This lacks an explanation as to why someone would by them.
Because the crappy loans were mixed in with good ones and the rating agencies said those loan packages were all great.
^This
The single most important element to the entire debacle was the fact that the ratings agencies (Moody’s and S&P in particular), did not assess the risk properly (independently of each other) and gave junk such high ratings.
Had they actually done their jobs and dug deeper into the underlying assets like they are supposed to do, they
should have discovered the problem and given the assets the low ratings they deserved and none of this mess would have happened.
There has been a LOT of debate (and accusations of bribery/willing complicity) as to why that didn’t happen, but the fact of the matter is they simply fucked up (and, again, they did so independently of each other). They simply did not understand the complexity of the assets and did not investigate the mortgage
holders, evidently assuming (incorrectly) that the banks/underwriters of those loans had done their own due diligence.
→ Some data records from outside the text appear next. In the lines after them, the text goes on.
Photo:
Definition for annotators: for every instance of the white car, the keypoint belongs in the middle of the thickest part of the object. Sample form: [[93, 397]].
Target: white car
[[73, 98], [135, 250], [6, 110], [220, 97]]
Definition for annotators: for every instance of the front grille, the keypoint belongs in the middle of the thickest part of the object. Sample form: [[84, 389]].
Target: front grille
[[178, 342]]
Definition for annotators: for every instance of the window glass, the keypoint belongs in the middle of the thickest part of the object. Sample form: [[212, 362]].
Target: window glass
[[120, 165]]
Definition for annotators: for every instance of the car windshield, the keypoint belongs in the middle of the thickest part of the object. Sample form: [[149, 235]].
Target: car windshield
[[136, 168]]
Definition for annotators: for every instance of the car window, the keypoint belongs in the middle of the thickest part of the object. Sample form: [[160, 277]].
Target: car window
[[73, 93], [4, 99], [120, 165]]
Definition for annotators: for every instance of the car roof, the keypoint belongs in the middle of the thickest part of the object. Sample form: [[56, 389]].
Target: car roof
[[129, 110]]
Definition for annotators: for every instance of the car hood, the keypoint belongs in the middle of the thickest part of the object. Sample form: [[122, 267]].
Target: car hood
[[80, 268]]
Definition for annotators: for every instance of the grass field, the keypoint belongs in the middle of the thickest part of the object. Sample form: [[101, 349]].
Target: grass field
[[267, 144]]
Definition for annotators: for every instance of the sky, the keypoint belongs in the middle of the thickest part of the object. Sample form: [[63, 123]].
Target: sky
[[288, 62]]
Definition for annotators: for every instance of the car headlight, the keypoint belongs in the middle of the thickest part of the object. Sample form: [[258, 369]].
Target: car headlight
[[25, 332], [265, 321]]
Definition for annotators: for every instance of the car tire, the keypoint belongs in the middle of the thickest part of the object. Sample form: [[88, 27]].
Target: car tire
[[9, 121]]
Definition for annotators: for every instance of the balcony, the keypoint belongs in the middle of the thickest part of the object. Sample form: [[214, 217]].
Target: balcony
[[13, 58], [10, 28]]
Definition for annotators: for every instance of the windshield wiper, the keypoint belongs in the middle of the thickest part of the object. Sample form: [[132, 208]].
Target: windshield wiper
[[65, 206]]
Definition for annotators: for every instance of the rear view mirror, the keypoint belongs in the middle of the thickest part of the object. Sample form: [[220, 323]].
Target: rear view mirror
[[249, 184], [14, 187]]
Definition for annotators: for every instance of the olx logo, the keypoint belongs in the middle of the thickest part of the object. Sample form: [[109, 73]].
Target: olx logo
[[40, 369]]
There is a secondary element that helped cause this central problem, which was the fact that banks were no longer doing their own due diligence on these loans. A new industry had arisen; mortgage brokers that were not directly affiliated with any bank. They were supposed to do the background investigation into an applicant’s finances/abilities to pay their mortgages on a regular basis, but because the banks paid them a commission for every mortgage they secured (and because the government insured banks through FDIC), these third party brokers started not to care about the due diligence and gave out loans to people the banks would not have otherwise loaned to had they done their own due diligence.
Iow, it was a tragedy of errors that hinged on incremental cracks in a foundation that no one knew were cracks. Well, almost no one. There were a few (among them Hillary Clinton), but the biggest problem was confirmation bias. No one thought that a few bad apples (once bundled together with a bunch of good apples) could take down the whole structure. That was, after all, the purpose of bundling the bad with the good to begin with.
They just had no centralized idea of how many bad apples there actually were.